Агатес с возмущениями скрылся в чаще, и Карнон устремился за ним:
— Я же не предполагал, что смертные так расплодятся, — Кудряшка опечаленно разводит руками. — Они всегда обходили мой лес стороной!
Когда возгласы Агатеса стихли, я содрогнулась в приступе паники. Упустим, что на меня глаз положили два безумца, уверовавших, что они — Бог и Колдун. Мало ли, на свете сумасшедших. Важно другое, я чуть не отдалась одному из них на траве у узловатых корней платана. И теперь мои трусики постыдным знаменем висят на ветке.

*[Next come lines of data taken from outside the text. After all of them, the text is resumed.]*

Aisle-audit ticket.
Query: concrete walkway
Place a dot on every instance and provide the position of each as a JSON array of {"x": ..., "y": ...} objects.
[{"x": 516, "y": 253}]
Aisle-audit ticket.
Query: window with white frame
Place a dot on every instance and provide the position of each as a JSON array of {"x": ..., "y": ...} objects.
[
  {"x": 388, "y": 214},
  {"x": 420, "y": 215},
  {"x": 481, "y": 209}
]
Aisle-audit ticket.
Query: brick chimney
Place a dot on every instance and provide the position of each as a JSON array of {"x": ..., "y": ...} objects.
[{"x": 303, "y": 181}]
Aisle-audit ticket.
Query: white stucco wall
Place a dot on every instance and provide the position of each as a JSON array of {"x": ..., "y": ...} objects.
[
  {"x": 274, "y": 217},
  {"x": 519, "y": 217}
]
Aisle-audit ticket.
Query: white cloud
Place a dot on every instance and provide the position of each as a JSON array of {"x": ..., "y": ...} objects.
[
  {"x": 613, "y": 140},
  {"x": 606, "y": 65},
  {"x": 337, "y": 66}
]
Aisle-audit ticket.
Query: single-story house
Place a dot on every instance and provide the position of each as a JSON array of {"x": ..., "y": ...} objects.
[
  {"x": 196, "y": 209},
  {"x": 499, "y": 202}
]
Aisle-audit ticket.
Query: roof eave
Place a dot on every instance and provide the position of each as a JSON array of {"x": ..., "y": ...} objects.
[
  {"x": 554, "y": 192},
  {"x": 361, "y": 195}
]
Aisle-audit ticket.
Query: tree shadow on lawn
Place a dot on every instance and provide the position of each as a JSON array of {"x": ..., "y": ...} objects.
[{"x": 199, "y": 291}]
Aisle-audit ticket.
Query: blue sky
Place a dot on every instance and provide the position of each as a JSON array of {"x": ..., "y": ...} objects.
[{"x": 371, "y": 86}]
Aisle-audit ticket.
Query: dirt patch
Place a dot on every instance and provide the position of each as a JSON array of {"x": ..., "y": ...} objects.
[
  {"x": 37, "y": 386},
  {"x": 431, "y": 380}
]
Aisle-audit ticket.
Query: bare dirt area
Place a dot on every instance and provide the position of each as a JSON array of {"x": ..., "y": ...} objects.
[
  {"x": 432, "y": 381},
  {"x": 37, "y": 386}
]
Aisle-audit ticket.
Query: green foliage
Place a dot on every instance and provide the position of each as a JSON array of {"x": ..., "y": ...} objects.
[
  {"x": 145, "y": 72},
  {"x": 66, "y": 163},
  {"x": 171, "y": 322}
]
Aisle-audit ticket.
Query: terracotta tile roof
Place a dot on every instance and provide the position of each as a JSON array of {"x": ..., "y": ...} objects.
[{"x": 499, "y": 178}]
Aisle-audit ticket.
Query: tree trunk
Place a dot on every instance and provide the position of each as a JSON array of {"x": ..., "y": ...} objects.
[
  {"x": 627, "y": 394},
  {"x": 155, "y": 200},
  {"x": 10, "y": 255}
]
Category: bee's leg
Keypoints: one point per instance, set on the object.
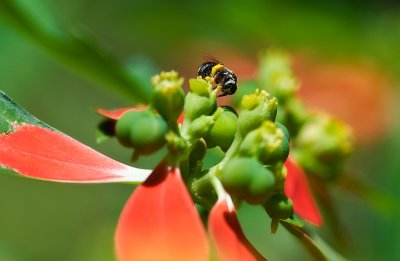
(216, 69)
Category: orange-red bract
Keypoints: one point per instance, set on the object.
(298, 190)
(227, 236)
(43, 153)
(160, 222)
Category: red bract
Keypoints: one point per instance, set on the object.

Я девочка разумная и после встречи с Агатесом и Карноном явилась в полицию, где скучающему офицеру попыталась рассказать о двух безумцах, разгуливающих по городскому парку, но вот беда — я так и не смогла дать внятной информации о подозрительных типах. Я утонула в подробностях, описывая деревья, кусты, траву и прохладный ветерок, что трепал волосы на прогулке. Как только я хотела поведать о Кудряшке, укравшего мои трусики, и Хохолке с жутким пауком, так меня опять уносило в дебри ненужных мелочей.
— И ветерок в волосах… — с усилием давлю из себя.

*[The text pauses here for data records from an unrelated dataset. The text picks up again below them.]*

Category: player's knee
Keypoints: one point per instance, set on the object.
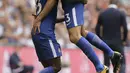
(57, 69)
(74, 38)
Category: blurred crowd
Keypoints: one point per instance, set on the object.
(16, 21)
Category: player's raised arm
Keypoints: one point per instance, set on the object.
(47, 8)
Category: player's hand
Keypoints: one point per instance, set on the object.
(36, 25)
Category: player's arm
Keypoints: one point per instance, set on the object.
(124, 25)
(98, 26)
(47, 8)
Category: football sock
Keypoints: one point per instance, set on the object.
(48, 70)
(97, 42)
(86, 47)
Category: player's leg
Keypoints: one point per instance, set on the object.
(74, 28)
(51, 66)
(96, 41)
(48, 52)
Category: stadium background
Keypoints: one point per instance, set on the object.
(16, 24)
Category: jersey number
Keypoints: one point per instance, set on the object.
(38, 6)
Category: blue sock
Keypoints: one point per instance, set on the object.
(48, 70)
(97, 42)
(86, 47)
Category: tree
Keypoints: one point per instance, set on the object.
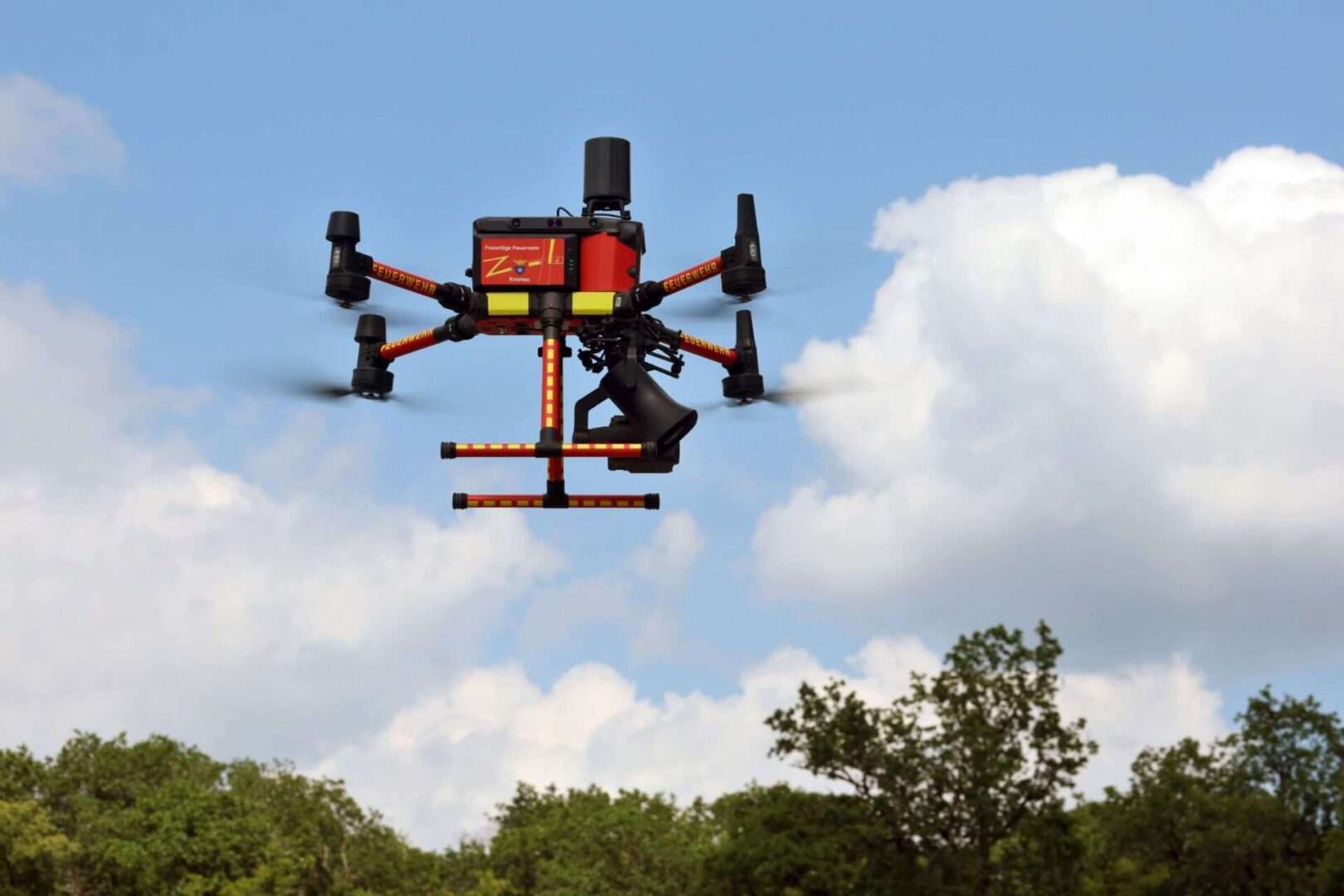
(956, 765)
(1254, 813)
(782, 840)
(587, 841)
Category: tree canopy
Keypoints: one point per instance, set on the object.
(960, 786)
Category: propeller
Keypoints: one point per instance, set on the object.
(292, 384)
(791, 397)
(277, 271)
(721, 305)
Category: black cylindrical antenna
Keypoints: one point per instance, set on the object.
(606, 173)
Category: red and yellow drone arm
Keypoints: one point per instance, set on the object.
(455, 329)
(704, 348)
(691, 275)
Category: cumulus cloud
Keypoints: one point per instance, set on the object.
(47, 136)
(1109, 399)
(147, 589)
(446, 759)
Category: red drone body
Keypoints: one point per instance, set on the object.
(554, 278)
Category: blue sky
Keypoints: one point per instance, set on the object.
(244, 127)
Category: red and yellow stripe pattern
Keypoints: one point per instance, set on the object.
(695, 345)
(388, 275)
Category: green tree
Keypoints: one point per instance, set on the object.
(587, 841)
(956, 765)
(1254, 813)
(782, 840)
(32, 852)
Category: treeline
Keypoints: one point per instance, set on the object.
(962, 786)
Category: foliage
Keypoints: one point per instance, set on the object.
(955, 766)
(957, 787)
(587, 841)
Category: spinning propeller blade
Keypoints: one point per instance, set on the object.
(795, 395)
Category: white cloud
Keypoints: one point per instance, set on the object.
(446, 761)
(1096, 384)
(47, 136)
(145, 589)
(676, 546)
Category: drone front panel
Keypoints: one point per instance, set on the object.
(565, 254)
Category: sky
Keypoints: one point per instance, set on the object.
(1083, 264)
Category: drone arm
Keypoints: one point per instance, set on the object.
(704, 348)
(455, 297)
(743, 381)
(650, 293)
(455, 329)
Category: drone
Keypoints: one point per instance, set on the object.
(558, 278)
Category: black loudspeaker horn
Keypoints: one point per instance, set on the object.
(661, 419)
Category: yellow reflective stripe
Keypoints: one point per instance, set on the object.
(593, 303)
(505, 304)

— Вы зря тратите мое время, — офицер хмурит густые брови. — Я уже понял, что вы отлично погуляли.
— Но… — вспоминаю ехидное лицо Агатеса и с шипением выдыхаю, — кустики рябины… — я сжимаю переносицу и зло выхожу на улицу. — Да вашу ж мать…
Колдун или не колдун, но Агатес узлом перевязал мой язык. Творилась дикая чертовщина, о которой мне никому не рассказать. По пути домой заглядываю в “Лавку Чудес”, где меня встречает сухонькая старушка и с порога с криками и проклятиями выгоняет. Пучки трав, амулеты на стенах сердито вибрируют от ее воплей, а свечи на прилавке гаснут.
— Пошла прочь!
— Но…
Старуха зло указывает скрюченным пальцем на мою правую руку и кряхтит:
— Горишь черным огнем… Меткой Обманувшего Смерть! Пошла, шлюха гадкая, отседа! Потаскуха грязная!
— Эй! — обиженно взвизгиваю и печально гляжу на ладонь с руной. — Это не мое!
Бабка хватает веник со стены и с громкими матерками кидается на меня. С возмущенными воплями выскакиваю на улицу прямо в загребущие лапы смеющегося Агатеса.
— Ах ты, мерзавец! — рявкает старуха на него, но веник прячет за спину. — Явился!